Vio el nombre en la pantalla: Xiang.
Sus labios se curvaron en una mueca de desprecio.
Respondió sin dudar.
—¿Qué mierda quieres?
La voz de su hermano sonó al otro lado, empapada de sarcasmo.
—Qué modales, Lian. ¿Así saludas a la familia?
—Dime lo que tengas que decir antes de que te cuelgue.
Xiang soltó una risa baja, nerviosa, de esas que preceden a algo peor.
—Pensé que te gustaría saber dónde está tu pequeña sobrina.
El mundo se detuvo.
Lian aferró el volante con tanta fuerza que los nudillos se le pusieron blancos.
—Ten cuidado con lo que vas a decir —murmuró, la voz tan baja que sonaba inhumana.
—Oh, no te preocupes —continuó Xiang, disfrutando cada palabra—. Está viva. Por ahora. Aunque se ve bastante frágil… —hizo una pausa intencionada—. Deberías verla, hermano. Es tan linda cuando llora.
El sonido del motor rugió cuando Lian pisó el acelerador. El velocímetro marcó ciento ochenta.
Su respiración se volvió irregular, los ojos fijos en la carretera. Podía escuchar la risa de su hermano mezclándose con el ruido del viento.
—Si le tocas un solo cabello, Xiang, te juro que—
—¿Qué harás? —lo interrumpió con burla—. ¿Matarme? No te atreverías. No frente a la familia. No con el abuelo observando cada paso que das.

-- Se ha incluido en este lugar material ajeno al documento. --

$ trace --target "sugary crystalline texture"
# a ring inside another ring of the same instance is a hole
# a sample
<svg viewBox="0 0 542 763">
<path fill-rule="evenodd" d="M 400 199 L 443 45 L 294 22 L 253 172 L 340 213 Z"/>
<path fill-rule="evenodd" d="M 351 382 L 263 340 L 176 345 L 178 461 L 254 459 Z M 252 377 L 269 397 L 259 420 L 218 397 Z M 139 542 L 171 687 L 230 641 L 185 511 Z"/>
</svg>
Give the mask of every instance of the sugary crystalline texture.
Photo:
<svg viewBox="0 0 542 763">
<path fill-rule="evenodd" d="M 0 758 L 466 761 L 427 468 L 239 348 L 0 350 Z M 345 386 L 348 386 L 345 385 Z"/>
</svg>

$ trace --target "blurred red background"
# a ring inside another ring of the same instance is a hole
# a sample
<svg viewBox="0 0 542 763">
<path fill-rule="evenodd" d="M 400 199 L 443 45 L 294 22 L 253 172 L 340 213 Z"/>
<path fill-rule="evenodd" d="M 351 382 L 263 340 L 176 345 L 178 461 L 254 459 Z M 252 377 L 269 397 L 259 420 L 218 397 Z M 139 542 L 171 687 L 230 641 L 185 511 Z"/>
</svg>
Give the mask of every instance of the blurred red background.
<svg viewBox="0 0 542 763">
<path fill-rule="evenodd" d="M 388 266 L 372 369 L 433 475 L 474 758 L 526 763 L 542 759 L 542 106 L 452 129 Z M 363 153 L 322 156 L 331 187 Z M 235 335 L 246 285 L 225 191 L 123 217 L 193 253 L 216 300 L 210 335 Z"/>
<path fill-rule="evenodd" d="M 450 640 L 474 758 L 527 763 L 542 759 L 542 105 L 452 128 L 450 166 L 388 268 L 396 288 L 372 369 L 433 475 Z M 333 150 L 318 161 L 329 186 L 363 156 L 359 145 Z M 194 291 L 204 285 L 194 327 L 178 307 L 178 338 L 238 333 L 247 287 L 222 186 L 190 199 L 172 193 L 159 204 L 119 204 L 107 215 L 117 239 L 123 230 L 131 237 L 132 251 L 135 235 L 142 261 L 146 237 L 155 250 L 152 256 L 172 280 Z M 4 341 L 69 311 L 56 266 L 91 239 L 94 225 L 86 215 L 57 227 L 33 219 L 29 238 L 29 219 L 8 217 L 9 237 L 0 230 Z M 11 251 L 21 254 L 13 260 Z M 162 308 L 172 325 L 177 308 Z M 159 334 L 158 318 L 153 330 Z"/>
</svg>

Lian sonrió. Pero no era una sonrisa humana; era un gesto helado, vacío, de pura furia contenida.
—Entonces reza para que el abuelo no se entere antes de que te encuentre.
—Oh, por favor, Lian —dijo Xiang, riendo con arrogancia—. No seas tan dramático. Si la quieres tanto, ven por ella. Te enviaré la ubicación.
El tono cambió, más oscuro—. Pero ven solo. Si veo a uno de tus perros, no garantizo que tú sobrina siga respirando.
La llamada se cortó.
Lian bajó el teléfono despacio.
El silencio en el auto era tan absoluto que podía escuchar el latido en sus sienes.
Su mandíbula se contrajo. El aire a su alrededor parecía vibrar de pura ira. Durante un instante, el mundo se redujo a una sola cosa: Yuwei.
Pisó el acelerador con fuerza, los neumáticos chirriando contra el asfalto.
Los edificios pasaban a toda velocidad, borrosos.
—Si le haces daño… —murmuró, con la voz rota por la rabia— …te juro que no quedará nada de ti, Xiang. Ni siquiera tus malditos huesos.
El reflejo de su mirada en el retrovisor era suficiente para helar la sangre de cualquiera.
No había miedo, ni vacilación.
Solo la furia de un hombre al que acababan de arrebatar lo único que amaba.